Author |
Message
|
abd.wsu |
Posted: Thu Jun 01, 2017 8:19 am Post subject: Significance of Times Max Thread Reached in flow stats |
|
|
Acolyte
Joined: 12 Sep 2012 Posts: 65
|
Hi,
We have a flow that is making a HTTP request call to an external webservice and there have been complains of slowness. We turned on the snapshot stats on our broker running on IIB10 and see that Average Elapsed time in the entire flow is about 300ms with the request node taking about 200ms. Now, this doesn't look slow to us and it has been the same for pretty much ever since we started the stats.

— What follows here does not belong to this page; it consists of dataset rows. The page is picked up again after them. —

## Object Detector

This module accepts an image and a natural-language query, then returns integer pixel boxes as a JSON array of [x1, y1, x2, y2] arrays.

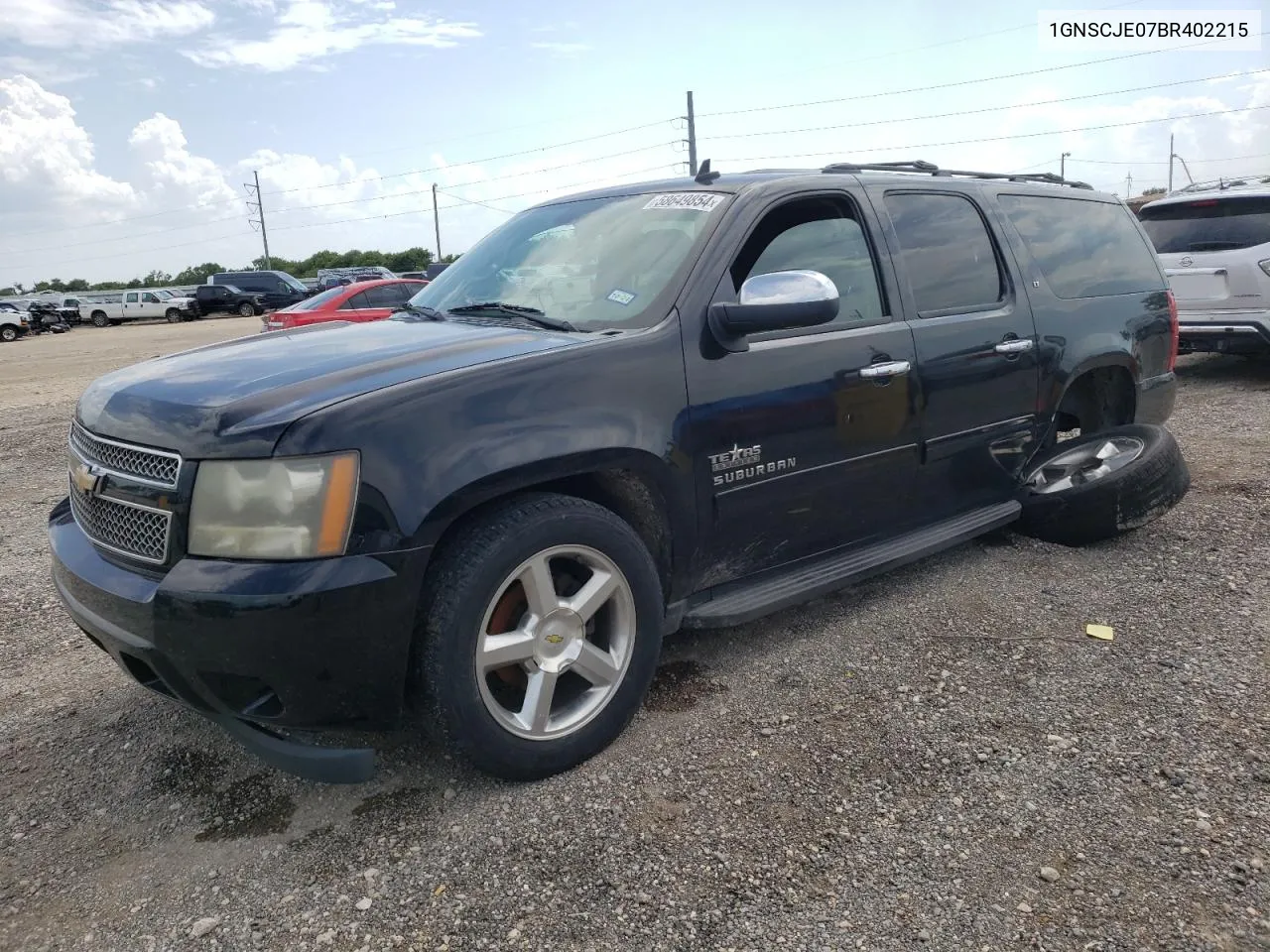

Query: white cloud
[[0, 0, 216, 50], [0, 76, 136, 218], [188, 0, 481, 72], [128, 113, 241, 207]]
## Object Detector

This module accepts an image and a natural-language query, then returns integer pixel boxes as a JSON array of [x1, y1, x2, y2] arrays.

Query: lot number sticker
[[644, 191, 722, 212]]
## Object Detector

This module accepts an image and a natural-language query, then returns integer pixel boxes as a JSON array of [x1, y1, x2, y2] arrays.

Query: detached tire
[[419, 494, 664, 780], [1019, 424, 1190, 545]]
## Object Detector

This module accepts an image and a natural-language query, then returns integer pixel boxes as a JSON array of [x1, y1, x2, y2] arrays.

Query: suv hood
[[76, 320, 579, 459]]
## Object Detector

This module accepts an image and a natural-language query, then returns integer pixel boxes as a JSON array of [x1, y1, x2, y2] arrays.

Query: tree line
[[0, 248, 458, 298]]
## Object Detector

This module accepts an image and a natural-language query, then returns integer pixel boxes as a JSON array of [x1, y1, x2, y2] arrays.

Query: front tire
[[1019, 424, 1190, 545], [421, 494, 664, 780]]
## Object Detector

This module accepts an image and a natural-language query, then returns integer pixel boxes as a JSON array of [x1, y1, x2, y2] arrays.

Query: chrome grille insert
[[67, 480, 172, 565], [69, 422, 182, 489]]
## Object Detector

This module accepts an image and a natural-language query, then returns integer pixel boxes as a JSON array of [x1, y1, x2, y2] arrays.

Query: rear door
[[1138, 194, 1270, 321], [869, 182, 1040, 518]]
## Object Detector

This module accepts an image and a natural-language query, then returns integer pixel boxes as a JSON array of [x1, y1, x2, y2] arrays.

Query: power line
[[274, 163, 680, 231], [718, 105, 1270, 163], [6, 117, 675, 239], [706, 69, 1270, 141], [251, 118, 675, 195], [4, 142, 673, 255], [698, 31, 1270, 119]]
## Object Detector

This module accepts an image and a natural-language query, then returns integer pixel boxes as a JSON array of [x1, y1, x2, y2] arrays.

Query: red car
[[260, 278, 428, 331]]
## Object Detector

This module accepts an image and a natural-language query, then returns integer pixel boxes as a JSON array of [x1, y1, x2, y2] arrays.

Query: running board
[[684, 502, 1022, 629]]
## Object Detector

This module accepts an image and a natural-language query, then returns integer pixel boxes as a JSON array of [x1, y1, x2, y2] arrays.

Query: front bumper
[[49, 499, 428, 783]]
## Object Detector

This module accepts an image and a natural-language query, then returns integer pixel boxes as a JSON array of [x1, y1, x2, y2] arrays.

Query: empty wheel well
[[1054, 367, 1137, 432]]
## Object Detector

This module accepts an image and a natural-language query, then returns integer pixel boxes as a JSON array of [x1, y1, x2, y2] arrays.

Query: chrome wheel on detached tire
[[476, 545, 635, 740], [1028, 436, 1146, 493], [1019, 422, 1190, 545]]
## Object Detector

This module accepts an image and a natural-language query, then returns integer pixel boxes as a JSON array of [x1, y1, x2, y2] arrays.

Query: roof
[[543, 160, 1120, 204], [1142, 176, 1270, 208]]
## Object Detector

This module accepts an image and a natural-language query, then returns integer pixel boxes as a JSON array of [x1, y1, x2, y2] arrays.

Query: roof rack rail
[[821, 159, 1093, 190], [1161, 176, 1270, 198]]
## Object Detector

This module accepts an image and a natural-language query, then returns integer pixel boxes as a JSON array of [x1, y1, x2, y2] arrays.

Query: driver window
[[731, 196, 886, 336]]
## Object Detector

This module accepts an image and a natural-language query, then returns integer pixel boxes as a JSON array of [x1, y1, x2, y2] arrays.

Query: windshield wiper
[[448, 300, 577, 334], [398, 300, 445, 321]]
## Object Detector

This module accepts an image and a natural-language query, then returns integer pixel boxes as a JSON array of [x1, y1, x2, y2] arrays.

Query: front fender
[[274, 320, 696, 588]]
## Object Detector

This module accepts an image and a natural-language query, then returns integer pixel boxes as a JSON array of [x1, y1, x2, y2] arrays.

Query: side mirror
[[707, 272, 838, 353]]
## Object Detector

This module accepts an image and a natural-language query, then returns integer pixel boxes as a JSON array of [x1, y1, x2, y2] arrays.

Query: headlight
[[187, 453, 359, 558]]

However, while looking at the stats from tivoli, I noticed we have unusually high number of `Times Max Threads Reached` count. We are using 6 additonal instances, so the no. of threads is showing as 7, but at certain point, i saw, `Times Max Threads Reached` at 60K. Should this concern me? Is this indicative of anything wrong with the flow?
The slowness resolved on it's own, but we really don't see any difference in the stats during the issue happening and after it was resolved. But i am just trying to cleanup from my side and this huge number caught my eye. Please suggest. |
|
Back to top |
|
 |
mqjeff |
Posted: Thu Jun 01, 2017 8:26 am Post subject: |
|
|
Grand Master
Joined: 25 Jun 2008 Posts: 17447
|
I think "Times Max Threads Reached" means "the number of times that all threads were in use".
That suggests that you should increase the number of instances to better match the volume of incoming messages...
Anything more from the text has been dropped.